On a single-node database, atomicity is solved by a write-ahead log (WAL): write the changes to a durable log before applying them. If the machine crashes, the log tells you what to replay. Isolation is solved by locks held in memory. Both rely on shared memory and a single point of failure — the machine.

In a distributed database, a single transaction may read X from Node A and write Y to Node B. No shared memory. No shared clock. If Node A commits but Node B crashes before committing, you have a partial commit — atomicity is violated.

Transaction T: READ(X) from Node 1, WRITE(Y=42) to Node 2

    Client
      |
      | BEGIN TX
      |----------------------+
      |                      |
      v                      v
   Node 1                   Node 2
   [READ X]                 [WRITE Y=42]
      |                        |
   "OK, ready"             *CRASH*  <-- partial commit!
      |
   Time passes...
      |
   Node 1 keeps its locks    Node 2 lost everything

This is the distributed atomicity problem.
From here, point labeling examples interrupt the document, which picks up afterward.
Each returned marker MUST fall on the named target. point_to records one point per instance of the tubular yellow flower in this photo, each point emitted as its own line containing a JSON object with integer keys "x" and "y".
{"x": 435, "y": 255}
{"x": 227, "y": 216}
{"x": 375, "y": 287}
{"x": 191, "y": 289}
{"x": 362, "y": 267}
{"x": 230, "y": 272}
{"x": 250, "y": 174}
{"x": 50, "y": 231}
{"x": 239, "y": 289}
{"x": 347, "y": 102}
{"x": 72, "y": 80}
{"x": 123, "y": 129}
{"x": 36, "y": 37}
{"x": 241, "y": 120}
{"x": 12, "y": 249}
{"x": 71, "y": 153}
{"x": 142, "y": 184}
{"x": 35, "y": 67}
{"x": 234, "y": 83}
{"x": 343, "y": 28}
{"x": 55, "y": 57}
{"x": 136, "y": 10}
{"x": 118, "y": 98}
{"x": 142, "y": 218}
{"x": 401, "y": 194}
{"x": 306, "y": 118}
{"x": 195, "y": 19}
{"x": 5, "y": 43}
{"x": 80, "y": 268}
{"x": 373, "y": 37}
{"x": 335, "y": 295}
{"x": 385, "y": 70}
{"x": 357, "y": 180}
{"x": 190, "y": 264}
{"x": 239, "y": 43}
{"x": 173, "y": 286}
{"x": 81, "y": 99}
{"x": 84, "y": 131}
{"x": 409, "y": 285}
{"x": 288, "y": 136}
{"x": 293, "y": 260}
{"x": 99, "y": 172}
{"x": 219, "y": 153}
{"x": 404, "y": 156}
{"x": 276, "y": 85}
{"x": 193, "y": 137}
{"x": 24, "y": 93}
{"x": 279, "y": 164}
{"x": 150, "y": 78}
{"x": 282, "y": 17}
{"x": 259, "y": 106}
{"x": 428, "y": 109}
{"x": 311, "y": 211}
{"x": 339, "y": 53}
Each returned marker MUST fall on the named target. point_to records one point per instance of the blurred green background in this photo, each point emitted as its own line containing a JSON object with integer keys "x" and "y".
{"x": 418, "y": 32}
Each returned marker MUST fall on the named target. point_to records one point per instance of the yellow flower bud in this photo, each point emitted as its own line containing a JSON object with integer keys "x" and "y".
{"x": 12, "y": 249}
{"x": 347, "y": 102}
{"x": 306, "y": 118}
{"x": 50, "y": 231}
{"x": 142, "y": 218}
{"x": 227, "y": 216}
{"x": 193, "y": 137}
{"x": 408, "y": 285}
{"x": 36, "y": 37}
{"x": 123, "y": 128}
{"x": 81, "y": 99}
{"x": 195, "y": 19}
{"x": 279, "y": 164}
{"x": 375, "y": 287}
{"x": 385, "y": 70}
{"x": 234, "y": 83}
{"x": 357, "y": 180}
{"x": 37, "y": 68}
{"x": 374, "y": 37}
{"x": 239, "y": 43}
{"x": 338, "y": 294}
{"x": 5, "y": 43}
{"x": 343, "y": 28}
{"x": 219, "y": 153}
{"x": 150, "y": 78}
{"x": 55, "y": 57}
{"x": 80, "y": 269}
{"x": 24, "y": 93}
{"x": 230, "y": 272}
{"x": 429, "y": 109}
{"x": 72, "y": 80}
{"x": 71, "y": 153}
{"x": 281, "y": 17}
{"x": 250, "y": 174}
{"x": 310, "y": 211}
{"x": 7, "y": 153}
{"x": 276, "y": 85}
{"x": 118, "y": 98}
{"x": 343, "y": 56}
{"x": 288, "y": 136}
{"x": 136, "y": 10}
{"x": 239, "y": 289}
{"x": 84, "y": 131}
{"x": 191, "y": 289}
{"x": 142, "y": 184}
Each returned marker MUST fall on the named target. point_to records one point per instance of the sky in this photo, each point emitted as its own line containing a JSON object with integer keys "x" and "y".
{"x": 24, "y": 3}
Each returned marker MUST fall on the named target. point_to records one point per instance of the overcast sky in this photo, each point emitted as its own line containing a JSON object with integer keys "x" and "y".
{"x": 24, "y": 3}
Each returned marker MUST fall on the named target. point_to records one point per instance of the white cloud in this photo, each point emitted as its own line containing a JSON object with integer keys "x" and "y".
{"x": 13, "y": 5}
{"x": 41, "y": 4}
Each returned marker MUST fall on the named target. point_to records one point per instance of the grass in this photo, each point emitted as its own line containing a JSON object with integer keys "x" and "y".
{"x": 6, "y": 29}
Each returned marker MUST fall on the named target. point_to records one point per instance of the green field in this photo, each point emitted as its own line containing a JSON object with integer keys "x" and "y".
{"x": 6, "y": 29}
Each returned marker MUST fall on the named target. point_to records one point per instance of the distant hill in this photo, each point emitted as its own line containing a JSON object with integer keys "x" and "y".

The coordinator needs a protocol to make sure all or nothing happens.

Check Your Understanding

What is a partial commit?
Why can’t a distributed database use a single write-ahead log for atomicity?
What shared resource exists on a single-node DB but not on a multi-node DB?

The “So What?”

Without distributed transactions, banks can’t transfer money between accounts on different shards, shopping carts can’t deduct inventory across warehouses, and any multi-step operation across services would risk data corruption. Every system that spans machines needs this.

✏️ Exercises

Exercises: Distributed Transactions & 2PC

2PC Log State: In the Two-Phase Commit protocol, what exact state does a participant write to its local durable log before responding “YES” to the coordinator’s prepare request? Why must this state be written to a log rather than kept in memory?
Blocking Explained: Consider a 2PC execution where the coordinator crashes after receiving all “YES” responses but before any participant has received the commit/abort decision. Participant 1 is running, Participant 2 is running, and Participant 3 is also running. Can any of these participants safely decide on their own? Explain what happens to each.
Distributed 2PL and Phantoms: A distributed database uses Two-Phase Locking (2PL) for concurrency control. Transaction T1 runs a query: SELECT * FROM accounts WHERE balance > 1000 across two shards. Transaction T2 inserts a new row with balance = 2000 on shard 2. How can a phantom read occur, and what mechanism (in addition to 2PL) is needed to prevent it?

👁️ View Solutions

Solutions: Distributed Transactions & 2PC

Exercise 1

The participant writes PREPARED (or READY) to its log, along with the transaction’s writes (enough information to commit later). This must be durable (fsynced to disk) before the YES response is sent.

Why a log instead of memory: If the participant crashes after sending YES but before receiving the coordinator’s decision, memory is lost. On recovery, the participant reads its log. If the log says PREPARED, it knows it made a promise and must wait for the coordinator. If the log says COMMIT or ABORT, it follows that. Without the log, the participant would have no memory of the promise after restarting.

Exercise 2

No participant can safely decide on their own.

Participant 1 received the PREPARE, said YES, and is now waiting. It has not received a COMMIT or ABORT. It holds locks and is blocked until the coordinator recovers.
Participant 2 is in the same state — blocked.
Participant 3 is also in the same state — blocked.

If any participant unilaterally commits, it might violate atomicity: the coordinator might have decided to abort (e.g., if it suspected a timeout from one participant). If any participant unilaterally aborts, it might violate atomicity: the coordinator might have logged COMMIT before crashing.

All three participants are blocked until the coordinator recovers and reveals the decision.

Exercise 3

Phantom read scenario:

T1’s query SELECT * FROM accounts WHERE balance > 1000 on shard 2 returns no rows.
T2 inserts a new row with balance = 2000 on shard 2 and commits.
If T1 re-runs the same query, it now sees the new row — a “phantom” that appeared from nowhere.

Standard 2PL (locking individual rows) does not prevent this because the new row didn’t exist when T1 first read.

Solution: A predicate lock or next-key lock is needed. In a distributed setting, this means locking the range balance > 1000 on each shard. The lock prevents T2 from inserting rows matching that predicate. In practice, many systems use serializable snapshot isolation (SSI) instead, which detects phantoms at commit time by checking for conflicting predicate reads.